CMSC 477/677 - Spring 2007
Discussion Questions for Class #14, March 15
Reading: Wooldridge (Appendix A) and Chapter 6.
- A rational agent's utility function will satisfy the properties
(p. 107) of reflexivity, transitivity, and comparability. Do you
think all agents (e.g., humans) actually have utility functions that
satisfy these properties? If they do not, how would that affect the
ways in which we design our agents to interact with them?
- Figure 6.2 (p. 108) shows the relationship between money and
utility graphically. Do you think this relationship is constant
across (human) agents? If not, how would that affect their
interactions?
- What is the difference between strong dominance and
weak dominance?
- Why do some interaction scenarios not have any Nash
equilibrium? Can you give some real-world examples?
- Why do some interaction scenarios have more than one
Nash equilibrium? Can you give some real-world examples?

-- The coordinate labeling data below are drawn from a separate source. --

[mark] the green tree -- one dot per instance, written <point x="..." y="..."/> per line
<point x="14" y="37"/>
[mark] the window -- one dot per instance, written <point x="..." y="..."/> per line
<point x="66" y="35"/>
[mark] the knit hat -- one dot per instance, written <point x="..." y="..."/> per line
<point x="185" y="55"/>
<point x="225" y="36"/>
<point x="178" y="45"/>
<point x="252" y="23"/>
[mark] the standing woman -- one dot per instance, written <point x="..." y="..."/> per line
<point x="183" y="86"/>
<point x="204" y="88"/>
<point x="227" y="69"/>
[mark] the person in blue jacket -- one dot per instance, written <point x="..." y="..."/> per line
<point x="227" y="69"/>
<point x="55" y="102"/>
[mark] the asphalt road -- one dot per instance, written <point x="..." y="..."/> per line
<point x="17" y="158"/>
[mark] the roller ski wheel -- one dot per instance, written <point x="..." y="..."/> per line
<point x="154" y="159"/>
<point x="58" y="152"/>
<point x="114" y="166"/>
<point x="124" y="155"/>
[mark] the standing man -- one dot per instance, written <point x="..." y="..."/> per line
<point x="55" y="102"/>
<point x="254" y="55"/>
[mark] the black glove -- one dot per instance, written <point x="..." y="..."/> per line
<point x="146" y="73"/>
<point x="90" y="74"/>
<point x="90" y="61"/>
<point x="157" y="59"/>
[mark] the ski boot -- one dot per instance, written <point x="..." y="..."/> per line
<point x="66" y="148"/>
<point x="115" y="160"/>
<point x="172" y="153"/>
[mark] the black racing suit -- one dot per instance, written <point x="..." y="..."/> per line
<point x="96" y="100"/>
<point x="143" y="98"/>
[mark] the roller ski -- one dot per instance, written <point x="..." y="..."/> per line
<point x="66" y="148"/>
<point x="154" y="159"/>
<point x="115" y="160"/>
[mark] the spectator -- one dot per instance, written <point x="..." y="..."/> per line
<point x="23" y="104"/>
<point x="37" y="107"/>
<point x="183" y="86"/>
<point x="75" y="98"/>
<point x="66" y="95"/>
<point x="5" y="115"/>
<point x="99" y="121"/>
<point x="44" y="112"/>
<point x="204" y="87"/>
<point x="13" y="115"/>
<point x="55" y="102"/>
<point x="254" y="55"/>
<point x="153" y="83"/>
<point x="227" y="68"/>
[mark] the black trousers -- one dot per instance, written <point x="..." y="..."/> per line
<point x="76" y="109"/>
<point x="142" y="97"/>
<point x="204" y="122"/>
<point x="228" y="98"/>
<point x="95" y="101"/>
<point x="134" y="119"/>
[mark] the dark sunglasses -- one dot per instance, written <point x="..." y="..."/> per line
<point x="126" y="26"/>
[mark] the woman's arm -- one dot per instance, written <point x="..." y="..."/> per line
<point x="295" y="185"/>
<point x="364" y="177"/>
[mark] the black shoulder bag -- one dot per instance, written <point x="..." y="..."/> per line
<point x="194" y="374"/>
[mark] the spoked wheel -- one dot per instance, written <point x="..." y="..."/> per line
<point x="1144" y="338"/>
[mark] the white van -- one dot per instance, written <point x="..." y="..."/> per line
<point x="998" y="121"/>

- Can you think of a (real-world or contrived) example of an
interaction scenario that is strictly competitive but not
zero-sum?
- The payoff matrix for the Prisoner's Dilemma is designed to create
a "everybody defects" Nash equilibrium. How could you change the
payoff matrix to move or eliminate the Nash equilibrium? How
sensitive is the equilibrium to the specific numbers that are chosen
(e.g., if you change the payoff of 3 to 3.2, would that matter)?
- Why is the iterated prisoner's dilemma a different game from the
PD? Is there a Nash equilibrium for the IPD?